L’Inghilterra di allora si presentava come un paese in decadenza, post-industriale, ex potenza coloniale, divenuta patria del rock trasgressivo e del punk più arrabbiato, ai limiti della decenza.La nazione era attraversata da disordini sociali, moti sindacali e attentati dell’IRA: in uno di questi era morto il prozio e mentore di Carlo, Lord Mountbatten. I fasti della “swingin London“erano lontani. Si iniziò, con quel matrimonio, un restauroaccurato dell’immagine, mostrando le virtù tradizionali della borghesia e dell’aristocrazia campagnole britanniche.
Si racconta che Carlo, sconvolto per la scomparsa dell’adorato zio, proprio in quel periodo abbia incontrato (per caso?), quella ragazzina molto sola a sua volta. È opinione comune che gli sposi abbiano socializzato sul comune terreno del deserto affettivo. Grace Kelly, incontrò la Spencer, già fidanzata, nel parterre a un concerto, e la ammonì sulla pesantezza del ruolo che la attendeva.
Nella cattedrale di Saint Paul, a Londra, Diana si presentò al braccio del padre, un signore non in buona salute, un po’ barcollante e con l’aria di chi non sa esattamente dove si trovi. In quarta o quinta fila, ma ce l’hanno detto solo dopo, c’era lei, Camilla Parker Bowles; mascella volitiva, la tenace signora attendeva solo la fine della messinscena per mangiarsi quella figliola, che aveva sempre tenuto d’occhio.

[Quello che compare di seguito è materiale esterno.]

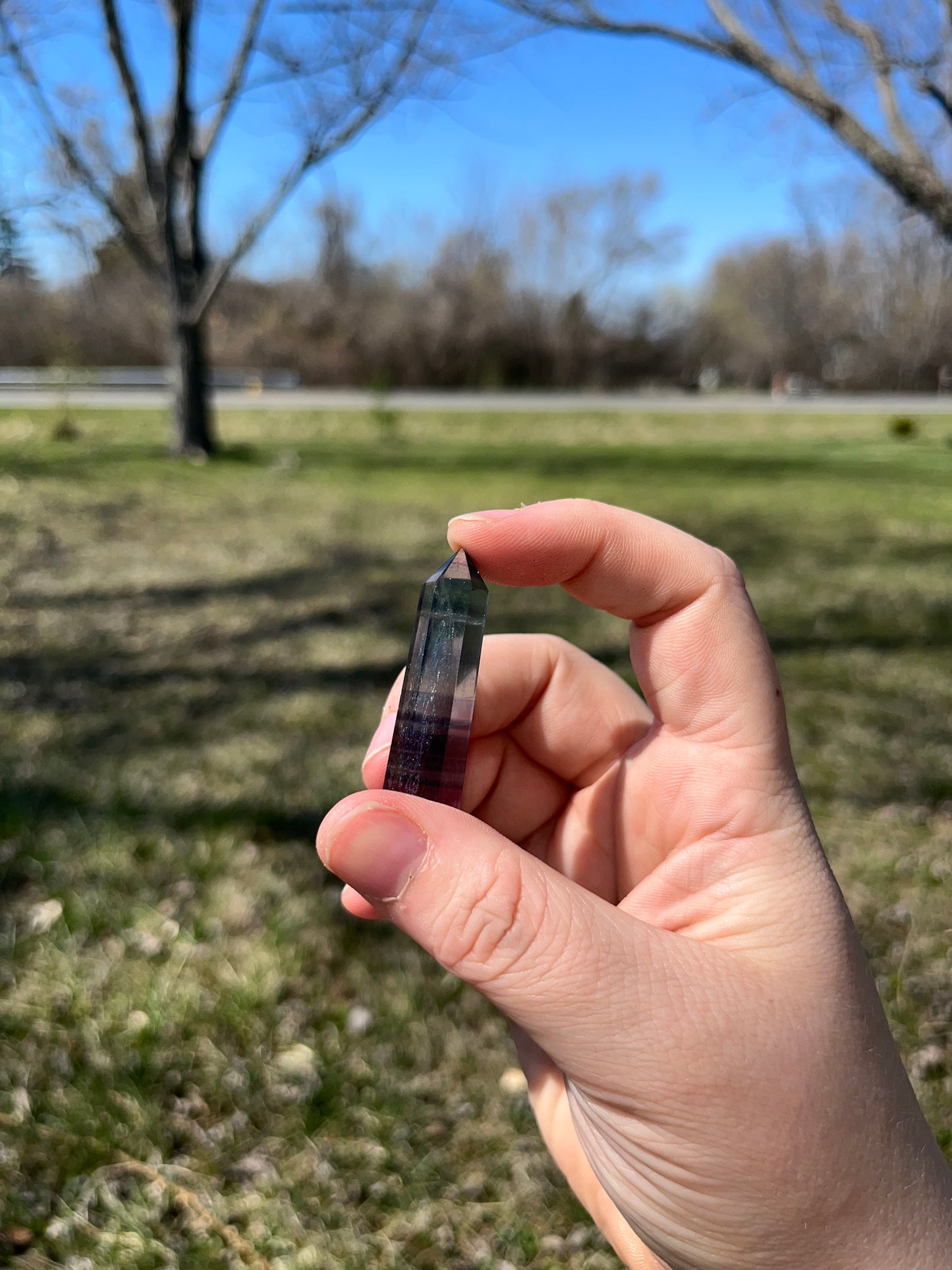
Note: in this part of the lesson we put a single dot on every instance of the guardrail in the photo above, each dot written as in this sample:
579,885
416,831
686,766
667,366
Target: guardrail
138,378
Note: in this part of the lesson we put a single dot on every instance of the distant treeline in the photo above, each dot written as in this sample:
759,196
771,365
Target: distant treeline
532,300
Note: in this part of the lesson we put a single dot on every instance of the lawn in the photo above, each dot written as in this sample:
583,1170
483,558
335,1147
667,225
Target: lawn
202,1058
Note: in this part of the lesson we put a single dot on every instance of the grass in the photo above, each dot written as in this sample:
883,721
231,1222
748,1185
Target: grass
200,1057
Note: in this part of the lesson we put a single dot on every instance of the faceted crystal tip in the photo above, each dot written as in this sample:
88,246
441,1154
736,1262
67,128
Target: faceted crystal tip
460,568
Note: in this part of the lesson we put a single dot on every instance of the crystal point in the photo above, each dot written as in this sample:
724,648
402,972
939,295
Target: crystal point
432,734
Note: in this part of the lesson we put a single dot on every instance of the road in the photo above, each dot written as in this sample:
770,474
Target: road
508,403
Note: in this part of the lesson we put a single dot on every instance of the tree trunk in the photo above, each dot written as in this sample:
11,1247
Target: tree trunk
194,434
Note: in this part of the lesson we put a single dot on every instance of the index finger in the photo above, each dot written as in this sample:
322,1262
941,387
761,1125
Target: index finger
697,648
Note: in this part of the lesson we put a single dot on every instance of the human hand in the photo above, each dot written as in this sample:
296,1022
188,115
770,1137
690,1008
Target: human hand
640,888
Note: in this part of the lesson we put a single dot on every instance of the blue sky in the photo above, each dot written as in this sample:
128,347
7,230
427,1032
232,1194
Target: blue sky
560,107
733,161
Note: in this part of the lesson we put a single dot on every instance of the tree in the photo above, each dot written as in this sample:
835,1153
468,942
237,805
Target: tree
334,67
878,74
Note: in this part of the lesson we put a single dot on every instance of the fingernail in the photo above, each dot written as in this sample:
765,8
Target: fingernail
382,737
376,851
494,515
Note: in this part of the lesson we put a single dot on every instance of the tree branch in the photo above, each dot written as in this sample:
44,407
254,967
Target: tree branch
592,19
882,65
930,88
140,122
311,156
237,75
786,28
71,156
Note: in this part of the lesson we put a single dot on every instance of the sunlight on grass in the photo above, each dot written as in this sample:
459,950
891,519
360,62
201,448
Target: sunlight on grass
193,658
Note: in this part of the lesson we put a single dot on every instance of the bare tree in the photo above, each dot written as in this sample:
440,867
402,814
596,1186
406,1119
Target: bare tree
334,68
878,74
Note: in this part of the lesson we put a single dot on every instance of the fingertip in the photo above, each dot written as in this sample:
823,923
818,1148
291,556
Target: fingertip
375,763
462,529
358,906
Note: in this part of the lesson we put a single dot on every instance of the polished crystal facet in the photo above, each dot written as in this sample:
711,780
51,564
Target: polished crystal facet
432,736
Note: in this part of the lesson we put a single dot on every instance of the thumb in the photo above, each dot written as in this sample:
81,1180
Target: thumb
582,977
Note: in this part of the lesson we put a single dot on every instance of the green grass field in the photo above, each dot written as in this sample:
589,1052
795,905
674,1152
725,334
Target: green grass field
201,1058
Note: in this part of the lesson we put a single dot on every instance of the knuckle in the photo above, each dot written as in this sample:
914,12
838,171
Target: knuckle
727,569
490,931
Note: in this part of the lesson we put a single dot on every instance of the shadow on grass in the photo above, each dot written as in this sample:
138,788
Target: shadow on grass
542,459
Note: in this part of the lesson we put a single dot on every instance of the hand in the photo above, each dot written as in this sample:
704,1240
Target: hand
640,888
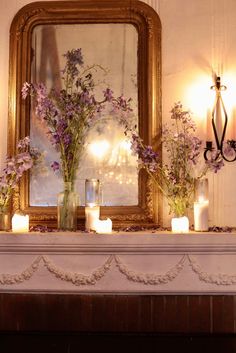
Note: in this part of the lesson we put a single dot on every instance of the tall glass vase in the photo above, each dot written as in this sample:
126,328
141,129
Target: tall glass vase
67,208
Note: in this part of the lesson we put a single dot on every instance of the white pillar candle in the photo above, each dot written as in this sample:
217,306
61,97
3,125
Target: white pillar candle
201,215
180,224
92,214
104,226
20,223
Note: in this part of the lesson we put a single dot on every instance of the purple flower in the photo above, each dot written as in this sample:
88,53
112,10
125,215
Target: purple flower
15,166
108,94
55,166
25,89
67,139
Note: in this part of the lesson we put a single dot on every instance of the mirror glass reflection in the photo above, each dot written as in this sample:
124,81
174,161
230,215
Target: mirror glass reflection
107,155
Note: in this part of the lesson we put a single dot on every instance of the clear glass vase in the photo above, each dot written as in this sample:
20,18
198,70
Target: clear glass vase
5,220
67,203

Qualcuno afferma che la supremazia di Camilla, in realtà, fu in discussione mentre imperversava la luna di miele degli sposini, periodo durante il quale Diana avrebbe dovuto giocare meglio le proprie carte.

La neo-principessa di Galles, poi altezza reale, per un po’ stette al gioco, anche nell’abbigliamento: severi abiti lunghi e stivaloni, camicette accollate e copricapo enormi. Le curve venivano mortificate e le sue lunghe e splendide gambe sempre coperte, ma i paparazzi riuscirono a sgamarla in bikini, a inizio della prima gravidanza, con Carlo. È probabile che Diana abbia lottato con tutte le doti a propria disposizione per tenersi il principe che aveva sposato: per amore, secondo molti inglesi ammaliati dalla propaganda; per storditezza giovanile, secondo altri (per esempio, Indro Montanelli).
Fu subito chiaro che, a corte, l’annoiata Diana non ci sapeva fare: anche se proveniva dalla piccola nobiltà, quello era un olimpo sconosciuto per lei, non istruita a destreggiarsi in mezzo all’altezzosa (e un po’ anarchica) servitù di Buckingham Palace. In più, oltre a nutrire un certo timore verso i cavalli, per un qualche trauma infantile, detestava anche i corgy, cagnetti di razza di casa alla corte inglese, trattati come piccoli lord e venerati dalla regina.